Pyruvate dehydrogenase phosphatase catalytic subunit 1 (PDPC 1), also known as protein phosphatase 2C, is an enzyme that in humans is encoded by the PDP1 gene. PDPC 1 is an enzyme which serves to reverse the effects of pyruvate dehydrogenase kinase upon pyruvate dehydrogenase, activating pyruvate dehydrogenase.

Function 

Pyruvate dehydrogenase (E1) is one of the three components (E1, E2, and E3) of the large pyruvate dehydrogenase complex. Pyruvate dehydrogenase kinases catalyze phosphorylation of serine residues of E1 to inactivate the E1 component and inhibit the complex. Pyruvate dehydrogenase phosphatases catalyze the dephosphorylation and activation of the E1 component to reverse the effects of pyruvate dehydrogenase kinases.

Pyruvate dehydrogenase phosphatase is a heterodimer consisting of catalytic and regulatory subunits. Two catalytic subunits have been reported; one is predominantly expressed in skeletal muscle, and another one is much more abundant in the liver.

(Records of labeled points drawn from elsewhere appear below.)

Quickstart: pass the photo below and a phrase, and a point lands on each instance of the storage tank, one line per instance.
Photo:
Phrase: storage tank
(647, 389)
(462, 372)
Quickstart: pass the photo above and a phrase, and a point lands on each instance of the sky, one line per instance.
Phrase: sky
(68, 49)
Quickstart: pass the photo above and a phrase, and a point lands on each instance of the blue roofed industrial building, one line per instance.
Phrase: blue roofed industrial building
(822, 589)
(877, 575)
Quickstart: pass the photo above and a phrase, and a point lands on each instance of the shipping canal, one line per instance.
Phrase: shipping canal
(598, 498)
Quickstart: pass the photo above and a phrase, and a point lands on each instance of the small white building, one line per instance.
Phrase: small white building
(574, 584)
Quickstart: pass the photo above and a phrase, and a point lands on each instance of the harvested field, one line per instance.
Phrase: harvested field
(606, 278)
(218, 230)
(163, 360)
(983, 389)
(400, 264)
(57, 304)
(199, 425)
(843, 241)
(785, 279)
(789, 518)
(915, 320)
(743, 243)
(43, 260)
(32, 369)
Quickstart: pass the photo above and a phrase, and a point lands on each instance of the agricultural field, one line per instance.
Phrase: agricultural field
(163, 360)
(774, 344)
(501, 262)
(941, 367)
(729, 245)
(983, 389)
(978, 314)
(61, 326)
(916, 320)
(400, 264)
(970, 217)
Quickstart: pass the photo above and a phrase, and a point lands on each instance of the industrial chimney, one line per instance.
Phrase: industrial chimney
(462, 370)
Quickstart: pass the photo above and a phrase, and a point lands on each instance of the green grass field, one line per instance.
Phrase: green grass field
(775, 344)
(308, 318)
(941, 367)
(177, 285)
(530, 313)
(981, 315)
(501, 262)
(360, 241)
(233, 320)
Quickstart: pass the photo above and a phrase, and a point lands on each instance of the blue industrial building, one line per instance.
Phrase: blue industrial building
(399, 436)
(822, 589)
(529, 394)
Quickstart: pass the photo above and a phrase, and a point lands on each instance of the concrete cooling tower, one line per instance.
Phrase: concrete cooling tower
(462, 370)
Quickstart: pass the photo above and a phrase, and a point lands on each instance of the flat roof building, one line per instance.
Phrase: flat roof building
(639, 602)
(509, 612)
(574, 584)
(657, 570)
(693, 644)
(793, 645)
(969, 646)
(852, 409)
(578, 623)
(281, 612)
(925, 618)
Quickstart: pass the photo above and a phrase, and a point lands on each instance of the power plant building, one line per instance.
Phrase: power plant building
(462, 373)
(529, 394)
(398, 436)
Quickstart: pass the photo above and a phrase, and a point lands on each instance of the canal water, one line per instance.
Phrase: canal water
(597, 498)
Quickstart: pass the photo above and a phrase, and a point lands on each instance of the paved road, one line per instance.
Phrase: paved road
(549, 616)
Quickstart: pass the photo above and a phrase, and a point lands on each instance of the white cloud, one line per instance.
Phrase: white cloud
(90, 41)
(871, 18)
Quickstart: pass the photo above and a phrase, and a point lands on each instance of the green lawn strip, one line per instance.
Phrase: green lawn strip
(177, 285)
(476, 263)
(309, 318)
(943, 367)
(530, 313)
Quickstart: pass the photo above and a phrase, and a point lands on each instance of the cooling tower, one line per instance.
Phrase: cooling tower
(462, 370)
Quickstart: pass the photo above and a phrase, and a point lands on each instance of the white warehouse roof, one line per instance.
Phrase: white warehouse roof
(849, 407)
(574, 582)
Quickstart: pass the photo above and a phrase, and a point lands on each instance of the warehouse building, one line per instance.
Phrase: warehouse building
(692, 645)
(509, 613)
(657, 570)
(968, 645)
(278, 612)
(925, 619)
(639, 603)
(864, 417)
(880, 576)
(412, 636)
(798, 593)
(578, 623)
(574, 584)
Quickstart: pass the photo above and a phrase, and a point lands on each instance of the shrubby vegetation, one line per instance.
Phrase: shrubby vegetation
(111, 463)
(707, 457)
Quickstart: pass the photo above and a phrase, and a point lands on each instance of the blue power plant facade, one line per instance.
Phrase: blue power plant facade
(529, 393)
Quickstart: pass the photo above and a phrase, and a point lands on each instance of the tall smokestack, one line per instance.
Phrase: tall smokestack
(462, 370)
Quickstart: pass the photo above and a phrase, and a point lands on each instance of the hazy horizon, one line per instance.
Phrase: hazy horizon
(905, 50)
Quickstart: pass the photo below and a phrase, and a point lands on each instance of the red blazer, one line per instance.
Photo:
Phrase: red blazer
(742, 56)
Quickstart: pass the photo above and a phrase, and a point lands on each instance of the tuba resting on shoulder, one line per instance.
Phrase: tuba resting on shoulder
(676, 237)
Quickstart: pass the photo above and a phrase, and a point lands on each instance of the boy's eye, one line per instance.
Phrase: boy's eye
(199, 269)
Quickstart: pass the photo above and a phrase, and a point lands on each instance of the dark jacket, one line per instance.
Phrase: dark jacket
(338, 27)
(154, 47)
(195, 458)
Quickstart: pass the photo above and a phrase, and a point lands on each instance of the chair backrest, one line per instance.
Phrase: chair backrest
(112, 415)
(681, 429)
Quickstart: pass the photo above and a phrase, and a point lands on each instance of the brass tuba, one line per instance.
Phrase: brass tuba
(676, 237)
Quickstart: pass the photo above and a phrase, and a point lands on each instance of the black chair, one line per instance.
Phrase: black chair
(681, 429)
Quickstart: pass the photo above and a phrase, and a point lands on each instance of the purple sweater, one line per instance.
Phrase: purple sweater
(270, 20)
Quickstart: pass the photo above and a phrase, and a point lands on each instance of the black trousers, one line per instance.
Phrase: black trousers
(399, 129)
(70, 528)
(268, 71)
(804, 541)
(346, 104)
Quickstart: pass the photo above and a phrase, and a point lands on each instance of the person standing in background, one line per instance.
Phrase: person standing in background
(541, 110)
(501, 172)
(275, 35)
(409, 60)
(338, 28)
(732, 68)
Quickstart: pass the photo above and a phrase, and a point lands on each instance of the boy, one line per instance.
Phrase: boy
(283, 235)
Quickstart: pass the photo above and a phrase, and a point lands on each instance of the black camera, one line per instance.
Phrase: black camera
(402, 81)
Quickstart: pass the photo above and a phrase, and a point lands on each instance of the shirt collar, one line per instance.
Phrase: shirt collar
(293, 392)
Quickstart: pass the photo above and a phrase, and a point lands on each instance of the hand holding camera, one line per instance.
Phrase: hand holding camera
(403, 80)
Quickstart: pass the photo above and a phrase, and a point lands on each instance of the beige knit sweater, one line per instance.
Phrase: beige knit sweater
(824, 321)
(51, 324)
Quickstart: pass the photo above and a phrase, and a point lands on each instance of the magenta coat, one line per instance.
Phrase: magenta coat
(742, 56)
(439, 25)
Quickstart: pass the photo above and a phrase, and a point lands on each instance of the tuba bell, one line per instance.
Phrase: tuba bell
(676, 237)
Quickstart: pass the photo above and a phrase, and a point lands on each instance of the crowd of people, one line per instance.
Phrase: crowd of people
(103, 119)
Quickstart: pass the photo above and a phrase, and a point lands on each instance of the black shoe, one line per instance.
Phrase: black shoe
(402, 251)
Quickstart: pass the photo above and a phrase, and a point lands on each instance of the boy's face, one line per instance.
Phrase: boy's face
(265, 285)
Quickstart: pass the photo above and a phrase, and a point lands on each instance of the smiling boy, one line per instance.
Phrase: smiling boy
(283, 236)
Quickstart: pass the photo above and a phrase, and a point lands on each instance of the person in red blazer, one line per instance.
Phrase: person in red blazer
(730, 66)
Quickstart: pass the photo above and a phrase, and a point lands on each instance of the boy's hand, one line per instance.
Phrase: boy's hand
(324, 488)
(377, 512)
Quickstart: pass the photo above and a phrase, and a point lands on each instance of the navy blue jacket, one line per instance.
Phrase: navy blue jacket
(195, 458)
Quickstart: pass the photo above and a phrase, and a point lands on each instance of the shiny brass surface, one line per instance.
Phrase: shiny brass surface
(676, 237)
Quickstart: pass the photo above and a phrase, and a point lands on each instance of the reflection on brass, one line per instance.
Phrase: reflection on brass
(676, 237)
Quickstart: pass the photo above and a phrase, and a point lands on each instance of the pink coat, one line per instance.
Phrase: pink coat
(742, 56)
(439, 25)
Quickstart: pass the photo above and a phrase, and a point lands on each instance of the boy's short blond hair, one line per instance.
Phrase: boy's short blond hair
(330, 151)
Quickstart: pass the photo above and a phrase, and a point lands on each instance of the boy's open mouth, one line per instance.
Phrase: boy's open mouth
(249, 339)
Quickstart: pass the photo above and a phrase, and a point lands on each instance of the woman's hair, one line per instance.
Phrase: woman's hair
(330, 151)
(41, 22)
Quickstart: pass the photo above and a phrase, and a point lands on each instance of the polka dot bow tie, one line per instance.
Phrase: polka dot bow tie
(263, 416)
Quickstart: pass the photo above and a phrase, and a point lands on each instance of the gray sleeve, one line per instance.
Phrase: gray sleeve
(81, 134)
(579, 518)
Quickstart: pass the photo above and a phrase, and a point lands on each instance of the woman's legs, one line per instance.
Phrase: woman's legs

The catalytic subunit, encoded by this gene, is the former, and belongs to the protein phosphatase 2C (PP2C) superfamily. Along with the pyruvate dehydrogenase complex and pyruvate dehydrogenase kinases, this enzyme is located in the mitochondrial matrix.

Regulation 

Pyruvate dehydrogenase phosphatase is stimulated by insulin, PEP, and AMP, but competitively inhibited by ATP, NADH, and Acetyl-CoA.

Clinical significance 

Mutation in the PDP1 gene causes pyruvate dehydrogenase phosphatase deficiency.